Emcduck
Playlist Author
While the ears are a marvelous thing, as a scientist, I would suggest that something a bit more objective rather than subjective would be needed. There is such a wide range of hearing that five people in a room won't hear exactly the same thing. So I would rather see a comparison done using software that can capture waveforms, and time points. That would give a better and more reliable result than ears. I would also 'argue' that you would need to have more of a difference than the first few bars sounding slightly different to call it a different version.Tried burning to CD and playing on my Hi-Fi, headphones and PC and I honestly can't hear a difference.
I would support the position that it would not be a new track based solely on recording format.
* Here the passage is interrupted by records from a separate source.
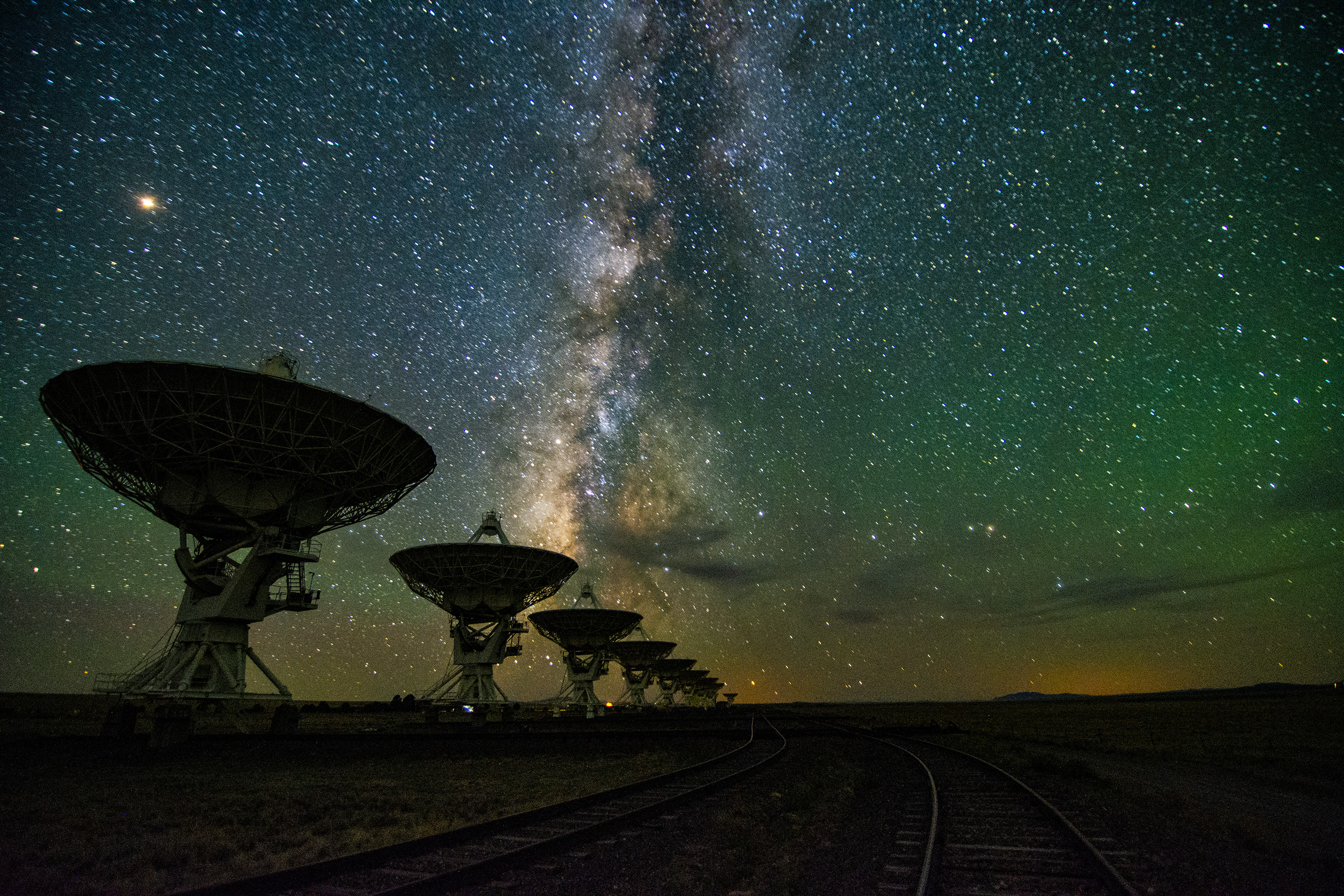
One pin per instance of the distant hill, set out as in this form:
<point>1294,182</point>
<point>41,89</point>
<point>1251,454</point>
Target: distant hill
<point>1250,691</point>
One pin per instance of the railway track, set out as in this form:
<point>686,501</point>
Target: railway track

The original was the same.So, one may ask, would a track issued on vinyl (with all the limitations) be regarded as a new track if released on CD with all the improved quality that brings.
Supporting the idea that it would be a new recording would be a bit like saying that even the parks are not using the same recordings any longer. look at Pirates of the Caribbean, the original recordings were not made directly to a digital recorder. Yet each sound effect, each song, is now stored on chips on the Disney computer system. So we would be calling that a separate recording too, when obviously they are not. Or even saying that once I have ripped as song to my computer it is now different, and when it goes onto my i Pod, it is different again.
I believe that changes would need to be intentional, something that a sound engineer would need to make a conscious effort to change. Something that changes the song itself.